Der Bogenarm: Von dem Moment des Auszugs an steht der Bogenarm in der horizontalen Linie auf die Zielscheibe ausgerichtet. Dies muss zu Beginn des Auszugs geschehen, sonst wäre es notwendig den Bogenarm nach dem Auszug oder während des Auszugs anzuheben. Dies ist sehr ungünstig und würde zusätzliche Spannung im Bogenarm erzeugen.

Die Bogenschulter: Es ist zwingend, dass die Bogenschulter während des Auszugs unten und fest bleibt. Um dies zu erreichen muss der Auszug des ziehenden Scapula-Muskels ebenfalls aus dem unteren Bereich erfolgen. Wenn der Bogenschütze so mit den tiefen Schultern auszieht und schießt, wird deutlich mehr Kraft in den Bogen lenken und der Abschuss erfolgt wesentlich effizienter. Ist der Bogenschütze nicht in der Lage mit den tiefen Schultern zu schießen, so wird ein Teil der Kraft vom Körper absorbiert und zumeist führt dies langfristig zu Verspannungen und sogar zu Gelenk- und Sehnenentzündungen, die bis zur Aufgabe des Hobbys führen können.
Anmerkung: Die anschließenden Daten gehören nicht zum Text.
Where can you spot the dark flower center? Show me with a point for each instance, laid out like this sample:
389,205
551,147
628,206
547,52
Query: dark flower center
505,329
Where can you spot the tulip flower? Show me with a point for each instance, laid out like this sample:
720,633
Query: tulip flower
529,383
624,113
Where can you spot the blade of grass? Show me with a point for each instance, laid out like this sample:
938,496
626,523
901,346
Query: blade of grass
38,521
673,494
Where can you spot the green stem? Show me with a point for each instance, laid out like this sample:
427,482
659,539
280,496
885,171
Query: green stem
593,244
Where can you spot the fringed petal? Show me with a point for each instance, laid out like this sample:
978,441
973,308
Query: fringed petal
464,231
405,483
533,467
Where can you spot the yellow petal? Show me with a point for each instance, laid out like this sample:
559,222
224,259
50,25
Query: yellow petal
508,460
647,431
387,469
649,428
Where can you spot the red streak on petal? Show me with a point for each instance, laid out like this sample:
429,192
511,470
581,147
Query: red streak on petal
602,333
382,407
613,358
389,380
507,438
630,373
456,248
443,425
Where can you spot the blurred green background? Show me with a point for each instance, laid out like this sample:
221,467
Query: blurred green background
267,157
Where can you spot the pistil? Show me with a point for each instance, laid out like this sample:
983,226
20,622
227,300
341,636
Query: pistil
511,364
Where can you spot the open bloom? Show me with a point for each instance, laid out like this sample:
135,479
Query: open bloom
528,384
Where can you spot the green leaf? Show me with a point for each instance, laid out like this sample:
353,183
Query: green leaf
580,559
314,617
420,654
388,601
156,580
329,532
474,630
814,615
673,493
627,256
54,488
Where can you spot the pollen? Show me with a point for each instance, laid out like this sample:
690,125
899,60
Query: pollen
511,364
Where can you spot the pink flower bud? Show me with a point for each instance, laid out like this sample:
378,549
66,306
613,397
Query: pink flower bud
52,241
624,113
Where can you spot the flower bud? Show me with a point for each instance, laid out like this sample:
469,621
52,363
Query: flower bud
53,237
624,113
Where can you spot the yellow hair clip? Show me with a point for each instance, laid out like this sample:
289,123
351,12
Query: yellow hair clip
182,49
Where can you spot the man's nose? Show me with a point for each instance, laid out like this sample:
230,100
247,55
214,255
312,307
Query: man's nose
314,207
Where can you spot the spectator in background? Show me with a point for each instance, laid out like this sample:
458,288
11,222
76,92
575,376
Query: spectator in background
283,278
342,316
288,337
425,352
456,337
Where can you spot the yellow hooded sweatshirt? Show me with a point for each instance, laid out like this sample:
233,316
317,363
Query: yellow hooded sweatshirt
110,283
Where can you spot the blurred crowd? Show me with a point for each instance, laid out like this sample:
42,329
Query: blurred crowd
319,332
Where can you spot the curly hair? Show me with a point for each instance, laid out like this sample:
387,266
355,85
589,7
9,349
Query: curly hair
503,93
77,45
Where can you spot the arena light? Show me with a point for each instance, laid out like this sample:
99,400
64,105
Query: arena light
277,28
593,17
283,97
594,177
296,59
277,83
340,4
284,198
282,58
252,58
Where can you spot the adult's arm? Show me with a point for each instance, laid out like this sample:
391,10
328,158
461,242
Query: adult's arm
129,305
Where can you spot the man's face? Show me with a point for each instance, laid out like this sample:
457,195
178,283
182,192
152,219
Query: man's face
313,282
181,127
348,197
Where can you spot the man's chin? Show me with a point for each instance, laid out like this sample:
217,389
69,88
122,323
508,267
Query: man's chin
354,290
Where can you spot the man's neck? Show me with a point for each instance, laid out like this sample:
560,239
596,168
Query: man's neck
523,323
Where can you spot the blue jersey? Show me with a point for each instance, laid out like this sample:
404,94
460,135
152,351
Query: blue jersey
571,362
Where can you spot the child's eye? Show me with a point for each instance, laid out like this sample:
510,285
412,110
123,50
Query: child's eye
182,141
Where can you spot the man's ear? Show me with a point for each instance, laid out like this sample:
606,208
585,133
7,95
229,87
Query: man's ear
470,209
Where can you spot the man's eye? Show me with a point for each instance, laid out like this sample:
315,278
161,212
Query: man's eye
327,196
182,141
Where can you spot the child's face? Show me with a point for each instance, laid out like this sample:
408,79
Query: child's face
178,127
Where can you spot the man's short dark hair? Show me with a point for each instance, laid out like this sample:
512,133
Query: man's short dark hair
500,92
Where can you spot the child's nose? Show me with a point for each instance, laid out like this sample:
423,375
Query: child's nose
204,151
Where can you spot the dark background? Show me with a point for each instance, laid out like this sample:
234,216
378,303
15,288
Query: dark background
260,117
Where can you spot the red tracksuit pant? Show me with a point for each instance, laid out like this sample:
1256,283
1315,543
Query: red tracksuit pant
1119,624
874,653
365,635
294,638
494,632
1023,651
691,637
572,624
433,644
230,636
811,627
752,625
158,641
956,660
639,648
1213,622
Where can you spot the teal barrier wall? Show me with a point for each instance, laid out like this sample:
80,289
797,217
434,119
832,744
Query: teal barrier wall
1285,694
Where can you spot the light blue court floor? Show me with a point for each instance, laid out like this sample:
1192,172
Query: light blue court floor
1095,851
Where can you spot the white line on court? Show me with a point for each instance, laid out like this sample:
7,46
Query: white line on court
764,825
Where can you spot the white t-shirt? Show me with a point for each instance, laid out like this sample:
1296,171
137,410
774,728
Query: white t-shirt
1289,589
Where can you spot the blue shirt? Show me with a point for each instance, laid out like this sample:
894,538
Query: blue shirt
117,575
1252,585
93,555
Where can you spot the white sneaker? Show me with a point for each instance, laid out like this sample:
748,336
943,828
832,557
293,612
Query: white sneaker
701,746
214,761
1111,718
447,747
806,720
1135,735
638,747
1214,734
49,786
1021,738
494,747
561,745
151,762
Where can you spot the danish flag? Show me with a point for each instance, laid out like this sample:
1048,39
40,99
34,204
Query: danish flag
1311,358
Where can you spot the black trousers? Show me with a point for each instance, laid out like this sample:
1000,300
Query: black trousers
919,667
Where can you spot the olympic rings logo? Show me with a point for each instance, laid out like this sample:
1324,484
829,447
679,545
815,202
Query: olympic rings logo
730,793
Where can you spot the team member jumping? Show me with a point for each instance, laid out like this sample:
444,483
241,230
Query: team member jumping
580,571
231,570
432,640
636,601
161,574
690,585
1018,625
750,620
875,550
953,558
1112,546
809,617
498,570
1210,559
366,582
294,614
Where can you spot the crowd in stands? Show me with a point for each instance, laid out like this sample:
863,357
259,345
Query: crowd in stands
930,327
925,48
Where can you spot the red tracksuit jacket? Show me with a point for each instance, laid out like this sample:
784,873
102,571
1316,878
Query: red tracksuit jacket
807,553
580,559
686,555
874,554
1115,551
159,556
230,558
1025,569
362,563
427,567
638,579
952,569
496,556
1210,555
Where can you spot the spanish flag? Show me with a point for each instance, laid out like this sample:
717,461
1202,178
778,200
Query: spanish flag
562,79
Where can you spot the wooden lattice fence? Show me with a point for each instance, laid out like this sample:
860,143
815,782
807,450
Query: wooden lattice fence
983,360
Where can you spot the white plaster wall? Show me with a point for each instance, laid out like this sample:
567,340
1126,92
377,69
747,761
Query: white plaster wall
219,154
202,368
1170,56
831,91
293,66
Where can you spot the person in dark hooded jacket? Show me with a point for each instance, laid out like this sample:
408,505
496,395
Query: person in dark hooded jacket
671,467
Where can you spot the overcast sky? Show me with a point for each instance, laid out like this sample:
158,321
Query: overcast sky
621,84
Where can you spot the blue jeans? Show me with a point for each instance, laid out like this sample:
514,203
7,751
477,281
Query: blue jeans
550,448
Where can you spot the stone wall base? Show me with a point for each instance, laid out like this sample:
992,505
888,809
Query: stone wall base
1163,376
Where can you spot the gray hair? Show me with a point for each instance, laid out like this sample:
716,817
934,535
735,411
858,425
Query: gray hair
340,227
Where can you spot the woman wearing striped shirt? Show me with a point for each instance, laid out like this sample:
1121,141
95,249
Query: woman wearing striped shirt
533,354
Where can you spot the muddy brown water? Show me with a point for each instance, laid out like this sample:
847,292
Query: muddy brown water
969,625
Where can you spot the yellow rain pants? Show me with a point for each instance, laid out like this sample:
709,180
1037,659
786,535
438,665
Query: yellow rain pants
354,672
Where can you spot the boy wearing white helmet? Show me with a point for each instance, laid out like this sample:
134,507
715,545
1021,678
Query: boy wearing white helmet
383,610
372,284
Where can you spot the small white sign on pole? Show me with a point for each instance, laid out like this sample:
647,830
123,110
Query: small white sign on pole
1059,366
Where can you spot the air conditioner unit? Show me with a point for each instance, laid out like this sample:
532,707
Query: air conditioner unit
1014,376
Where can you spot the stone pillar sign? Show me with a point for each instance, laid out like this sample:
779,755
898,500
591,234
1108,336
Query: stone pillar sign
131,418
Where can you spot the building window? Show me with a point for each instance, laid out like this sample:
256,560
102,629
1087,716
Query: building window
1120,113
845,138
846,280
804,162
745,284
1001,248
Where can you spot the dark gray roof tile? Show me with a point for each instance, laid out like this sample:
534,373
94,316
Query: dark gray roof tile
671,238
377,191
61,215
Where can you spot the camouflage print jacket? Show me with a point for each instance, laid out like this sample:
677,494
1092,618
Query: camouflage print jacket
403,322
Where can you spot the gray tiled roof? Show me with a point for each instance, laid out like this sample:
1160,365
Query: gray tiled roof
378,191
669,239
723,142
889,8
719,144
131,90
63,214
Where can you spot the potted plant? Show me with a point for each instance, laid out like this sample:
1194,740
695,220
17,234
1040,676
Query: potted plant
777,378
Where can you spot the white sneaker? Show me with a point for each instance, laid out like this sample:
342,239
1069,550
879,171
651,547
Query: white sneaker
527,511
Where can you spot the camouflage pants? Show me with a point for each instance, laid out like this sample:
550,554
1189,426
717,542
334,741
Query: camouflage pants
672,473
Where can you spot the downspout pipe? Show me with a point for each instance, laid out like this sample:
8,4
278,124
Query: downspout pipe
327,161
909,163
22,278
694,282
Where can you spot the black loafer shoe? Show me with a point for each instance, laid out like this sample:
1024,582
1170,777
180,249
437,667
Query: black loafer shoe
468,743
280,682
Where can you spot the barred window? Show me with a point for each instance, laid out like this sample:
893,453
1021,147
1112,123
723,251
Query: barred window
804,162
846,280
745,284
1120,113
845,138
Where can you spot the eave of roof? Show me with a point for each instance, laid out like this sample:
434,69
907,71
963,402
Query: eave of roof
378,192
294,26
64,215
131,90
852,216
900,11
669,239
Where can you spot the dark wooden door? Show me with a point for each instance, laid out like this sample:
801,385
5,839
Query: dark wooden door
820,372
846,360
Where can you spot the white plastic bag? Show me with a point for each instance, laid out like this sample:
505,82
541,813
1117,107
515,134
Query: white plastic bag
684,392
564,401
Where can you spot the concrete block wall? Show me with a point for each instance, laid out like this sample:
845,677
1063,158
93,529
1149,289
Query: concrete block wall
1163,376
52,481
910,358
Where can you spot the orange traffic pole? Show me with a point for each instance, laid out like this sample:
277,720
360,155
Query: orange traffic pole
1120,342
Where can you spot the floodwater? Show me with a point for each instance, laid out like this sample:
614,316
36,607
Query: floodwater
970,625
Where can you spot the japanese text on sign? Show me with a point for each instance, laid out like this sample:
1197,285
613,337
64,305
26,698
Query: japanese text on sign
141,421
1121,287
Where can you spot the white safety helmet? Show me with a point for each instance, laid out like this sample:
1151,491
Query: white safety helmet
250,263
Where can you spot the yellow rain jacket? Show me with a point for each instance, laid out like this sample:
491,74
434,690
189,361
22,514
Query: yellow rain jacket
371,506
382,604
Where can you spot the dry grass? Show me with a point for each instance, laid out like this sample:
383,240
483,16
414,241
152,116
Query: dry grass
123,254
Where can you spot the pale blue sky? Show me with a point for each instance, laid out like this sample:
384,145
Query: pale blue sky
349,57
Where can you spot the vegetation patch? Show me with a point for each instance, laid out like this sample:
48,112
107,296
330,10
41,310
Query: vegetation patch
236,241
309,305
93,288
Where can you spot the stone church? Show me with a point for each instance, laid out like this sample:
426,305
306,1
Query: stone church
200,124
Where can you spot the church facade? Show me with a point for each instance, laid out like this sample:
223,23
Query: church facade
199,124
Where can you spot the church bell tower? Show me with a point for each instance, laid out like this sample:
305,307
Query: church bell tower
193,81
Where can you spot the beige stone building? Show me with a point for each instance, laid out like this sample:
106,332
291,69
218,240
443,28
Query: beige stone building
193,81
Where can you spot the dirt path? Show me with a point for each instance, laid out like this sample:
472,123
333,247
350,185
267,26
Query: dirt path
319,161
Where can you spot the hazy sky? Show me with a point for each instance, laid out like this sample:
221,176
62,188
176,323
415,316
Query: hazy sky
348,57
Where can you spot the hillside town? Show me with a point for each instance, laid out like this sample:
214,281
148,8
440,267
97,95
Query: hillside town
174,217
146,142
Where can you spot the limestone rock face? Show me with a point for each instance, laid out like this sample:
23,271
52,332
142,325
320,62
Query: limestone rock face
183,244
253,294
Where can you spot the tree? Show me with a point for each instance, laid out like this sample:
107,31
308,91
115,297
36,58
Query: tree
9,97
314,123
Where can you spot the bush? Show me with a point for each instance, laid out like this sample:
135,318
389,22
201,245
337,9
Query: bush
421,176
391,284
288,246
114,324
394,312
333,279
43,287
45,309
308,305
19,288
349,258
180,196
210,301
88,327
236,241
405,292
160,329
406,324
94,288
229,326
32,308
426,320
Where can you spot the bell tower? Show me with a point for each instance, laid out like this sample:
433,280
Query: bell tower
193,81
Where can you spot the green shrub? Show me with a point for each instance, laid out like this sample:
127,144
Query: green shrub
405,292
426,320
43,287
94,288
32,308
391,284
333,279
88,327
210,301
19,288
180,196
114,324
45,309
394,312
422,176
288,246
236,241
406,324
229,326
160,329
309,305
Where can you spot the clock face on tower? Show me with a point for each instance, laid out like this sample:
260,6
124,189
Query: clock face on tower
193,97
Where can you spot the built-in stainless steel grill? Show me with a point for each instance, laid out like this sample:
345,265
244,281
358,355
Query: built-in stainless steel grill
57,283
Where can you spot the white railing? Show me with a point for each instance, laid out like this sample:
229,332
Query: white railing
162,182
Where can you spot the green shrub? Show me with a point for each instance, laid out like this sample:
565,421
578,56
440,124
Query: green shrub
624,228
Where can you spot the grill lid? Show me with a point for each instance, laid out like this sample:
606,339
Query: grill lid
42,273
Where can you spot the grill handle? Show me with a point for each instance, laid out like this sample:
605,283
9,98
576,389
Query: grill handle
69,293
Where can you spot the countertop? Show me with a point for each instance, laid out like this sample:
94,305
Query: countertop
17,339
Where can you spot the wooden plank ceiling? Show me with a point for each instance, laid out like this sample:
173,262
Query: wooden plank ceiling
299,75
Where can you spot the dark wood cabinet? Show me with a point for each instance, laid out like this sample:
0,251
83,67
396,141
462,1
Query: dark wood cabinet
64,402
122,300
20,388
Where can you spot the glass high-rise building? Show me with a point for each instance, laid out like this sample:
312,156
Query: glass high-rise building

Der Trizeps: Zur gleichen Zeit soll der Trizeps des Bogenarms fest sein. Dies erlaubt dem Bogenschützen eine entspannte Bogenhand und unterstützt den Bogenschützen in den Bemühungen, die Bogenschulter tief und fest zu halten. Dies wird auch dadurch verbessert, in dem der Bogenschütze während des Auszugs den Bogen gegen das Ziel drückt und nie den Kontakt zum Griff des Bogens verliert.


Bogenschießen ist die Kunst des Identischen!